President Vladimir Putin hosts his Turkish guest Recep Erdogan at Sochi on Tuesday, Oct. 22 as master of northern Syria after his special forces began moving into evacuated US positions including the big Tabqa air base. US Defense Secretary Mark Esper said on Saturday that the 1,000 American troops withdrawing from Syria would go to western Iraq. He did not rule out counter-terrorism operations against ISIS from Iraq into Syria, “after the details are worked out.”
Esper made no reference to negative Turkish or Syrian military steps or the situation of the Kurds. Washington has evidently shunted those problems over to the new reigning power in eastern Syria, i.e. Moscow.
The Putin-Erdogan meeting takes place at the end of the five-day ceasefire negotiated between the US and Turkey for Kurdish forces to retreat from an agreed security zone along the Syrian-Turkish border.
DEBKAfile’s military sources report that Tabqa air base, taken over by Russian forces on the heels of the Syrian army, is large enough to accommodate Russian bombers and air cargoes. Located near the largest Syrian dam on the River Euphrates and 40km from Raqqa, it offers Moscow complete control of eastern Syria including the Kurdish regions of the northeast and the Syrian-Iraqi border, excepting only the large US garrison at al Tanf which sits athwart the intersection of the Syrian, Iraqi and Jordanian borders.
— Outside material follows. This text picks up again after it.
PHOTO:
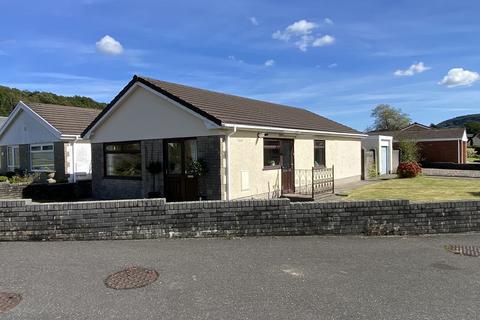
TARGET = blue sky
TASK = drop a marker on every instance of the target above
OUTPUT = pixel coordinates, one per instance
(337, 58)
The radical realignment of strength in these regions was almost certainly coordinated between Washington and Moscow, like the other military steps emanating from the Turkish incursion of Syria against the Kurds.
Having appealed to Moscow and Damascus to halt the Turkish intrusion into their lands, Syria’s Kurdish leaders understand that responsibility for their fate has passed from Washington to Moscow. Their bitter complaints of betrayal and abandonment by America, and appeals for aid from Israel, are therefore aimed at raising popular sympathy in the West, knowing that Moscow is their only realistic address for claiming support.
Putin therefore finds himself in a similar situation to that of President Donald Trump at the outset of the Turkish operation (on Oct. 9). He must evade the charges leveled against the Trump administration of abandoning the Kurds of Syria to a genocidal Turkish army, after their gallant fight against the Islamist State, an enemy shared by the US and Russia.
The Russian leader will therefore need to confront Erdogan’s demand to occupy a “security zone” in northern Syria, to which Washington acceded, and lean hard on the Turkish president to start pulling all his troops out of the Syria and ending his military venture there. Kurdish forces have meanwhile complied with the US-Turkish truce stipulation and begun withdrawing from the besieged border town of Ras al-Ayn with their wounded civilians and fighters. This as a signal of their willingness for compromise, so long as one of the two big powers offers them military protection.
Moscow’s expanded military and air force control over northern and eastern Syria, following the US pullback, calls for an extension of the Israeli-Russian military cooperation deal that limits Israel’s air strikes against Iran to the north and the west. Addenda to these understandings will need to be negotiated. Therefore it may be assumed that Prime Minister Binyamin Netanyahu will soon be flying to Sochi discuss coordinating with Putin and his defense chiefs in which parts of eastern Syria the Israeli Air Force is allowed to hammer Iranian and its allied forces and which are barred.